Ein letzter Kritikpunkt gilt auch dem Aspekt des Untertitels "Wie aus dem ewigen Miesmacher ein Verbündeter wird". Er suggeriert, dass das Buch einem Lösungsansätze bietet, wie man seinen inneren Kritiker zu einem Freund machen kann. Tatsächlich besteht 90% des Buches aber eher auf theoretischen Grundlagen zu den Hintergründen des inneren Kritikers und lediglich das letzte Kapitel fasst kurz und knapp eine Intervention zusammen, wie man dem inneren Kritiker imaginativ begegnen könnte, um ihn zu einem Verbündeten zu machen. Damit kam mir dieser lösungsorientierte Teil definitiv zu kurz, zumal der Autor dazu sehr vereinfacht eine Technik aus der Traumatherapie erläutert, die sich IRRT nennt und in meinen Augen für unerfahrene Laien zu komplex ist, um sie allein mit der eigenen Vorstellungskraft durchzuführen, ohne dass dies zuvor von einem*einer Therapeut*in angeleitet wurde.

Fazit:

In "Rote Karte für den inneren Kritiker" befasst sich der ausgebildete Psychiater Jochen Peichl mit dem inneren Kritiker, den jeder Mensch in mehr oder weniger ausgeprägter Form in sich trägt. Er führt uns auf verständliche Weise in die theoretischen Grundlagen der Arbeit mit inneren Anteile ein (die in der Fachsprache auch als Ego-States Therapie bekannt ist) und ergänzt seine Texte mit nachvollziehbaren Beispielen.

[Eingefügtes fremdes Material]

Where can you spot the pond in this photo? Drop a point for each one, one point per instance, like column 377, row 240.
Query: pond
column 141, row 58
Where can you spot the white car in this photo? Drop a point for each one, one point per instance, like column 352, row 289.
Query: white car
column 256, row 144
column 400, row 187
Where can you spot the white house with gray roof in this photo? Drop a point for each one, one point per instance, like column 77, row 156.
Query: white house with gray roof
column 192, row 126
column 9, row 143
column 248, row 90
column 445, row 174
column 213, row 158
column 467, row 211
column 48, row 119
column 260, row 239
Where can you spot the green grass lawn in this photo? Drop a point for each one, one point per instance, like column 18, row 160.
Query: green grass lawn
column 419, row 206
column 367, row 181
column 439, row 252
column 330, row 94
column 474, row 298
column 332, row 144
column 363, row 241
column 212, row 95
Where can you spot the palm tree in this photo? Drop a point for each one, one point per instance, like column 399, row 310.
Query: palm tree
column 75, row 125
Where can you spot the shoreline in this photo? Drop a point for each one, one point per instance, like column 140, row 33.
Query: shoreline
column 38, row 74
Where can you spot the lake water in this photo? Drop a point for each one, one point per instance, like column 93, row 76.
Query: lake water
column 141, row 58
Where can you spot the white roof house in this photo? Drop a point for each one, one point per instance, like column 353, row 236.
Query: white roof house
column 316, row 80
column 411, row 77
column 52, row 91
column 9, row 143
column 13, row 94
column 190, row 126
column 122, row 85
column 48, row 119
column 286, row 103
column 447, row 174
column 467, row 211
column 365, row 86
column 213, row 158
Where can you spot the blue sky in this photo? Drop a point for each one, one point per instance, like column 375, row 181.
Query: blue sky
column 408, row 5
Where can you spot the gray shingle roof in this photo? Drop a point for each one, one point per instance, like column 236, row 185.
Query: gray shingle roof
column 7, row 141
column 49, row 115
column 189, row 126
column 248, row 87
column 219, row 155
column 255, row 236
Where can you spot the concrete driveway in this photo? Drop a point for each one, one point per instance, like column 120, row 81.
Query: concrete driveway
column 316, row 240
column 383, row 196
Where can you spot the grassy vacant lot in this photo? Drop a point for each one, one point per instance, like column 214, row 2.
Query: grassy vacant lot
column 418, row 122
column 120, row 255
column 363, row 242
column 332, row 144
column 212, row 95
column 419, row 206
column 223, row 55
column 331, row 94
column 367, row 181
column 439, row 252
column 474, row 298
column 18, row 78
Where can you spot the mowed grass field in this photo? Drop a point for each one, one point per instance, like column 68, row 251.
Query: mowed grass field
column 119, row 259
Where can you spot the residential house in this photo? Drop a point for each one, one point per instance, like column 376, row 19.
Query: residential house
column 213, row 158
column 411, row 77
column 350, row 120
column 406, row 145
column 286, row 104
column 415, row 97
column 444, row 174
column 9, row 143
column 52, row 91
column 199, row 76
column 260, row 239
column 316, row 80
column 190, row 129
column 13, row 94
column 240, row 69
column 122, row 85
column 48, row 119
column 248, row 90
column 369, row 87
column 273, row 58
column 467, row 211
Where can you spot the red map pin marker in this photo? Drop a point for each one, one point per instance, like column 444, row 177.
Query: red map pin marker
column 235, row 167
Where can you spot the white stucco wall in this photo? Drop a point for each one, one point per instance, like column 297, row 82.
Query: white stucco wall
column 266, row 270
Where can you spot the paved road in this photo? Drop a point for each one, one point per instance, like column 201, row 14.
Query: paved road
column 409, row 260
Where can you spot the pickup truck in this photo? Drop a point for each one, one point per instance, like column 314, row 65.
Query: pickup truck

Obwohl sich das Buch für Laien sehr verständlich liest, würde ich das es allerdings nur Leuten empfehlen, die bereits Vorwissen in der Ego-States Therapie mit sich bringen. Die im Buch vorgestellten Übungen setzen schon eine sehr hohe Reflexionsfähigkeit voraus, für die aus meiner Sicht oftmals eine Therapie notwendig ist, um diese Teile überhaupt identifizieren zu können. Das Buch ist als Ergänzung zur Psychotherapie empfehlenswert, für absolute Neulinge aus meiner Sicht aber eher ungeeignet, weshalb ich es auch nicht unbedingt als "Selbsthilfebuch" betiteln würde. Aufgrund dieser Kritikpunkte kann ich abschliessend nur 3 Sterne vergeben.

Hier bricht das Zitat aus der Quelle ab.